Keyword extracting unit, is suitable to carry out keyword extraction process to described new language material, to obtain one or more keys Word.

13. information processors according to claim 12 are it is characterised in that described synonym replacement unit includes:

First synonymous phrase determination subelement, is suitable to be determined at least a portion of the plurality of word according to default thesaurus At least one synonymous phrase, wherein synonymous word lists in same synonymous phrase；

First replacement subelement, is suitable to for each synonymous phrase, is chosen at word frequency highest word in described pending language material, And other words are replaced with described word frequency highest word, to obtain described new language material.

14. information processors according to claim 12 are it is characterised in that also include:

First screening unit, is suitable to carry out Screening Treatment to described new language material, processes for keyword extraction.

15. information processors according to claim 12 are it is characterised in that also include:

Second screening unit, is suitable to carry out Screening Treatment to the plurality of word, to obtain multiple candidate word.
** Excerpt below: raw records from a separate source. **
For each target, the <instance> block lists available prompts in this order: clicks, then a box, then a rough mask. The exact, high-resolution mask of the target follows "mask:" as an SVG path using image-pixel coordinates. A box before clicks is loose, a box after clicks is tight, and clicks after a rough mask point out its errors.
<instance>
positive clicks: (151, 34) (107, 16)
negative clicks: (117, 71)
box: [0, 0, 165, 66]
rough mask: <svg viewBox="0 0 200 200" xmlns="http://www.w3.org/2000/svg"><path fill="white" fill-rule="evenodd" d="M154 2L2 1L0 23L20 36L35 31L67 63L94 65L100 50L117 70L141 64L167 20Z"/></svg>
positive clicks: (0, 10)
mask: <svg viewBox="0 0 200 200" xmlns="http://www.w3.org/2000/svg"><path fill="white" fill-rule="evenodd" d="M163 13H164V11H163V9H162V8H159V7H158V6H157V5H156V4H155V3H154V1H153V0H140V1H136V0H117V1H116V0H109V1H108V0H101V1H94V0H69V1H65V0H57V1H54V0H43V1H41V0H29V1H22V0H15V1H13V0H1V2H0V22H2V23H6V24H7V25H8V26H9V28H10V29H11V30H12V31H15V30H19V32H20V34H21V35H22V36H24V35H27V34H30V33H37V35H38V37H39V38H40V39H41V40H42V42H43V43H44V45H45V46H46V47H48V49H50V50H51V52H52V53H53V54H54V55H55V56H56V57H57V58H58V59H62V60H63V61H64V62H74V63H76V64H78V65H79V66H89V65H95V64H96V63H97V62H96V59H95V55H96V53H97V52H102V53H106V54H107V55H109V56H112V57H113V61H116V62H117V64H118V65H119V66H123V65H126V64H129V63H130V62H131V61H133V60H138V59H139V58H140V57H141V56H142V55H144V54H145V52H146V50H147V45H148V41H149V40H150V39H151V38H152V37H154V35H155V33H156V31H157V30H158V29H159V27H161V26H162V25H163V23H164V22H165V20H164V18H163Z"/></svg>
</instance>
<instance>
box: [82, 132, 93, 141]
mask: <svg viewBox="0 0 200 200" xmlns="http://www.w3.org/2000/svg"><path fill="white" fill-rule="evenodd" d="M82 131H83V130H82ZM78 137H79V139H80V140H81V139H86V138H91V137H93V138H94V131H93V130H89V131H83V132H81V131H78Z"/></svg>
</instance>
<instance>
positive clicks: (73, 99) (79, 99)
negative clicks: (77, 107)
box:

16. information processors according to claim 15 are it is characterised in that described synonym replacement unit includes:

Second synonymous phrase determination subelement, is suitable to determine at least one of the plurality of candidate word according to default thesaurus Synonymous phrase, wherein synonymous candidate word is listed in same synonymous phrase；

Second replacement subelement, is suitable to for each synonymous phrase, is chosen at word frequency highest candidate in described pending language material Word, and other candidate word are replaced with described word frequency highest candidate word, to obtain described new language material.

17. information processors according to claims 14 or 15 are it is characterised in that adopt one or more of mode Carry out Screening Treatment:

Screened according to part of speech, retained noun, adjective and verb；

18. information processors according to claim 12 are it is characterised in that described keyword extracting unit includes:

Statistics subelement, is suitable to described new language material is counted, to obtain described new language material in described pending language material In word frequency and positional information；

Extract subelement, be suitable to, by described new language material and its word frequency and positional information input text rank algorithm, treat to described Process language material and carry out keyword extraction.

19. information processors according to claim 18 are it is characterised in that also include:

Authentication unit, the one or more of key words being suitable to extraction is obtained carry out Accuracy Verification, are verified result；

Adjustment unit, is suitable to according to described the result, each parameter in text rank algorithm is adjusted；

Extraction unit, the text rank algorithm after being suitable to using parameter adjustment extracts described key word again,

Until the result of described key word meets preset requirement.

20. information processors according to claim 12 are it is characterised in that also include:

Pretreatment unit, is suitable to carry out pretreatment to described pending language material, to obtain the described pending language material of uniform format.

21. information processors according to claim 20 are it is characterised in that described pretreatment unit includes:

Form conversion subunit, is suitable to described pending language material is converted to text formatting, to obtain text data；

Filter subelement, be suitable to preset word to described text data filtering, wherein said default word is one or more of: dirty Word, sensitive word and stop words；

Divide subelement, be suitable to be divided the described text data after filtering according to punctuate.

22. information processors according to claim 12 it is characterised in that described participle unit adopt following a kind of or Various ways carry out participle to described pending language material:

A kind of 23. terminals are it is characterised in that include the information processor as described in any one of claim 12 to 22.